Dr Chuwa explains the benefits, "Preservation of the skin pocket, as well as the breast contour, allows surgeons to perform an immediate breast reconstruction with the flap or an implant, and provides an ideal colour and texture match of the reconstructed breast and the opposite breast."
SSM compares to traditional non-skin sparing radical mastectomy both in terms of local recurrence and survival, and offers a much better cosmetic outcome, which is why it is now routinely performed for suitable patients.
Complication rates including flap and implant loss are reported in up to 15% of cases, but vary widely according to surgeon experience and patient risk factors. NSM can be performed as long as the base of the nipple excludes cancer involvement. Rates of post-operative nipple loss range from 2 – 20% but are highly dependent on surgical technique and patient risk factors like smoking.
Sentinel lymph node biopsy
The previous trend of removing the breast and all the underarm lymph nodes in breast cancer patients often resulted in cancer recurrence in other parts of the body even when the nodes weren't affected. Research has gradually shed light on the importance of underarm lymph nodes in determining cancer spread.
"Indiscriminate removal of all the nodes is associated with significant side effects including arm swelling or lymphoedema, sensory disturbances and limited arm mobility," explains Dr Chuwa. "Some of these side effects are long-standing and adversely affect the patient's quality of life. If node-negative patients can be accurately identified, they can be spared from unnecessary surgery that does not offer any survival benefit."
A sentinel lymph node (SLN) biopsy aims to identify the sentinel node as the first node to receive lymphatic drainage from the breast cancer. If the SLN is tumour-free, all the other nodes in the nodal basin should also be tumour-free, helping to identify which patients require removal of the lymph nodes. Techniques involve the use of blue dye and radioisotopes, with an identification rate of at least 96%.
Today, SLN biopsies are the standard of care for assessing patients' lymph nodes.

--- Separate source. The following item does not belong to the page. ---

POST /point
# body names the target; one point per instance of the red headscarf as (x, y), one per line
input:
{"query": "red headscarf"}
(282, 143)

Neoadjuvant chemotherapy and targeted therapies
Breast cancer is regarded as a systemic disease, meaning its effects are on the entire body rather than just one organ or body part, with the potential to spread. It is proven that removal of the cancer alone does not prevent cancer recurrence. Research has revealed that breast cancer cells behave very differently, depending on the genes the cancer expresses, enabling the cells to be categorised into different molecular subtypes.

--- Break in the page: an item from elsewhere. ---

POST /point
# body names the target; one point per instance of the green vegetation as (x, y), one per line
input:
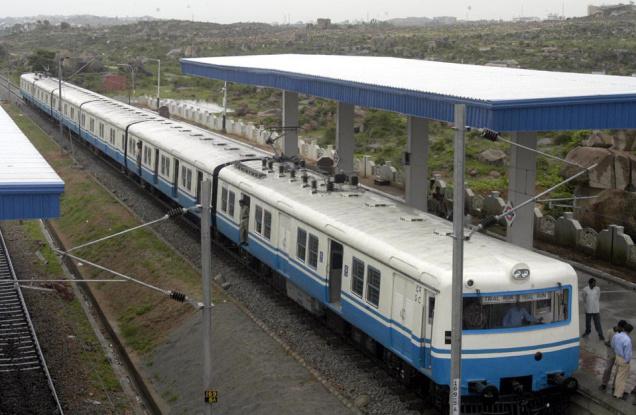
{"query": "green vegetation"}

“Such categorisation allow for treatment to achieve greater precision and lesser toxicity,” Dr Chuwa shares. “By targeting and disrupting specific pathways leading to cancer growth, breakthrough drugs have led to improved outcomes.”
In the past, holistic breast cancer treatment focused mainly on surgery, and uses systemic treatments as follow-up to prevent recurrence. Increasingly, systemic treatments are commenced before surgery (termed 'neoadjuvant') as means to downstage aggressive and advanced disease, and this provides the opportunity for response-guided therapies. Surgeries that follow are usually less radical and yield the evidence of the effectiveness of the systemic treatments on the extent of residual cancer. This in turn helps the physician decide if further treatments would be beneficial.
Research into cancer treatment techniques continues to rapidly advance, offering patients a range of options to improve quality of life and increase survival rates.
"The management of breast cancer continues to evolve towards a paradigm where less is more," says Dr Chuwa. "As doctors gather better understanding of tumour subtypes and the differences in behaviour, we can ultimately tailor more effective treatments for our patients."